(这样就好了。只要能活下去就好。)
(总有一天,爸爸会再次找到你的。)——
帕尔夫。
滴答。滴答。滴答。
那个钟摆在虎人大汉古斯塔面前不停地左右摇晃。这是催眠疗法的一种。
"怎样?"医生问:"虽然这只是初诊,我试着用催眠术刺激一下你的浅层记忆。但你的反应似乎挺大?"

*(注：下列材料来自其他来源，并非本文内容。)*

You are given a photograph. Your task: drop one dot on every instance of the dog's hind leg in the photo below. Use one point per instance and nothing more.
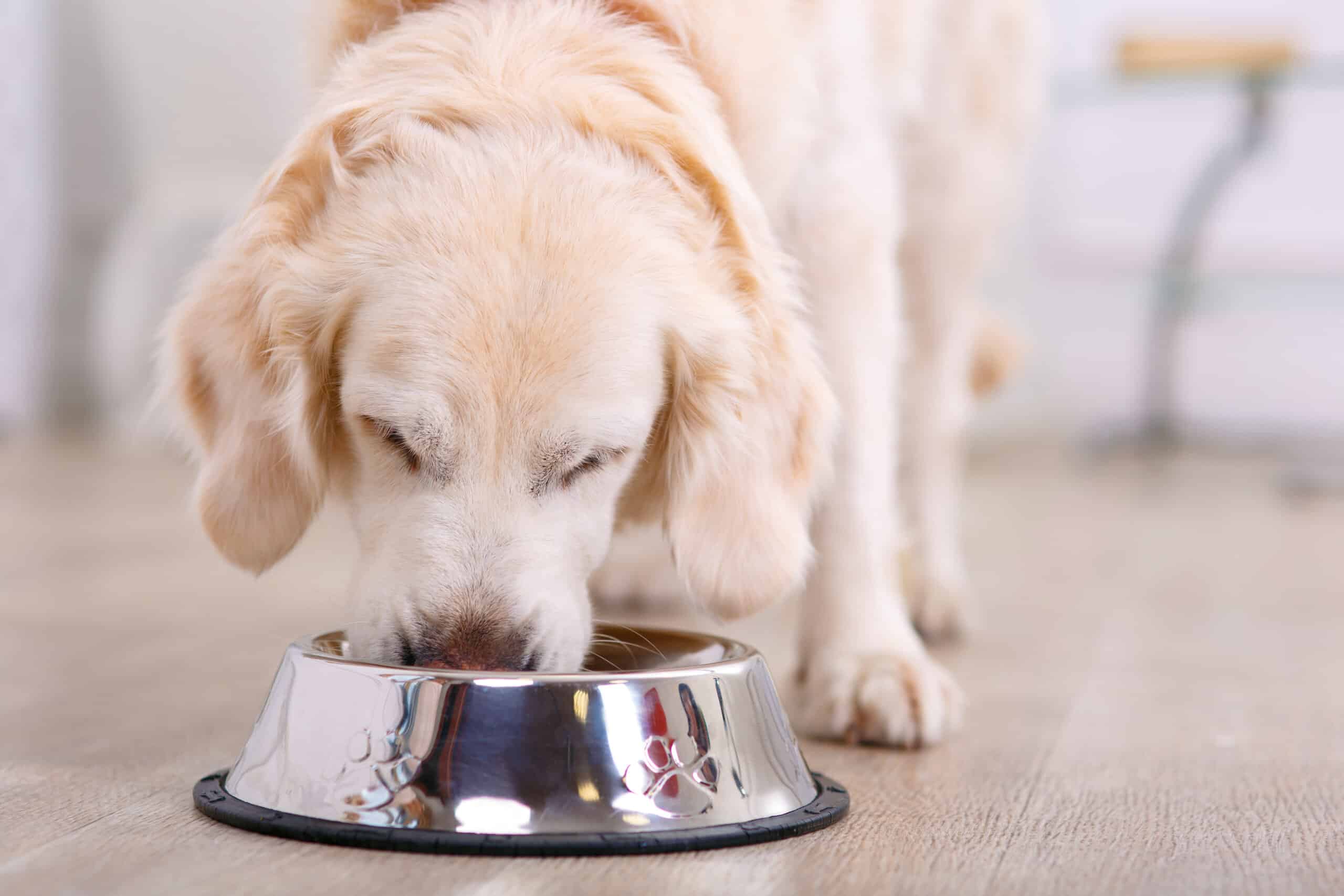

"啊。是挺大。"古斯塔脸色苍白地道:"我想起来了,最重要的事情。"
除了那个晚上的记忆以外,他仍然什么都想不起来。他连自己的身世都不知道,为什么要带着一个孩子在夜里逃跑也不知道。但那个晚上,那最重要的记忆,他和他儿子分别的记忆,他亲手把孩子卖给了奴隶贩子的记忆,却如同水晶般清晰明确。
那是烙印在脑海最深处的痛楚,又怎么可能轻易忘记。
结合之前那位塔罗斯夫人的描述,所有线索便连成一气,古斯塔已经知道了整个故事的概貌。
帕尔夫——
他送走那个孩子的时候,他们甚至都没有来得及给那孩子命名。
作为父亲,真是太失败了。
"对不起,容我打个电话。"虎人大汉从沙发上爬起,不顾心理医生的反对,顺势就拨了个号:"是希洛玛吗?"